Campbell disagreed with Bradley's brand of metaphysical determinism, referring to two categories of causation: 'agent' and 'event' causation. Event causation is the only kind of causation accepted by Bradley, and refers to any situation where one's actions are defined by a pre-determined causal chain. If one person stumbles into another, for example, and that person pushes a third in an attempt to recover, that second person cannot reasonably be said to have chosen to push the third person. Bradley's philosophy is determinist because it suggests that everything we do occurs this way; that the course of all action is already determined according to the will of an absolute being. Even if a person believes that they are pushing someone intentionally, Bradley would suggest that the force of that intention was provided by the absolute. Campbell however, believed that one person could choose actions of their own accord, using a capacity for independent thought resulting in movement, or agent causation. Campbell believed that we have the freedom to make moral decisions, and that when we resist other reasons to act, and instead act according to a sense of duty, we are exercising this faculty for agent causation which Bradley only considered available to a supreme being.

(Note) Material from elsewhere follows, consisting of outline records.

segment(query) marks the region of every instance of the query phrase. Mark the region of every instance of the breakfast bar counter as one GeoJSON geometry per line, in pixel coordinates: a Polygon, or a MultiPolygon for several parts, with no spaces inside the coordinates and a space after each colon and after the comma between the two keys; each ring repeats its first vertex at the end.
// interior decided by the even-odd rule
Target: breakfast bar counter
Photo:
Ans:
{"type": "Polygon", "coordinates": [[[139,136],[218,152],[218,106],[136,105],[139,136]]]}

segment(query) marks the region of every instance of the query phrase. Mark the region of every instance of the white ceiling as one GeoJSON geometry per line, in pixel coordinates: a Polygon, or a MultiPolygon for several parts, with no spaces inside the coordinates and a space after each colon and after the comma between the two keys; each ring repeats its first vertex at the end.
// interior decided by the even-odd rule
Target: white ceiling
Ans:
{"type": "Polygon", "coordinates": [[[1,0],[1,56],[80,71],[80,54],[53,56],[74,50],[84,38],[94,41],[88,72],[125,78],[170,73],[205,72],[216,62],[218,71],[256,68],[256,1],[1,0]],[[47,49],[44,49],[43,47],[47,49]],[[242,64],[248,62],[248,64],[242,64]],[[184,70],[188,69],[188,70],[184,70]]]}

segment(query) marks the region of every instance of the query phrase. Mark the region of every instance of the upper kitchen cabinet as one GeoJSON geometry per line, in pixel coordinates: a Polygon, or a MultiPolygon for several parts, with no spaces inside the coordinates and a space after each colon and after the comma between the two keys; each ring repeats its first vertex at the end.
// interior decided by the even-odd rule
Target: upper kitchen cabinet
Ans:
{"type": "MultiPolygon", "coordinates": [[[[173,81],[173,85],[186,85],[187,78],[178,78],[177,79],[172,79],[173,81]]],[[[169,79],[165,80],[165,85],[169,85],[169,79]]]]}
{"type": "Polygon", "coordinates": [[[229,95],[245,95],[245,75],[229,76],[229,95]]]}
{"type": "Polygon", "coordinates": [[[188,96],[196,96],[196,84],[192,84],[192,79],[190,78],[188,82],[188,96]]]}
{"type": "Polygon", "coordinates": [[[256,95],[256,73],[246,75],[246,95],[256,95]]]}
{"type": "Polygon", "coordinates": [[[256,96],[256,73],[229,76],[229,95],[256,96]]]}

This resistance of physically determined temptation comes as a result of what Campbell called an 'effort of will,' whereby we prioritise a moral impulse of the self over desires of the character, which are often far stronger and provide what he calls as a 'path of least resistance' for the resulting action. He believed that it was entirely up to us when we engaged in this effort, and that we can refer to our experience of having done so as introspective evidence that we were, at those times, legitimately torn between two options and made the choice to engage in an effort of will and carry out the morally righteous action when we could have very easily done otherwise.

== Publications ==
- Campbell, C.A. Scepticism and Construction. George Allen & Unwin LTD, 1931.
- Campbell, C.A. On Selfhood and Godhood. George Allen & Unwin LTD, 1957.
- Campbell, C.A. In Defence of Free Will. George Allen & Unwin LTD, 1967.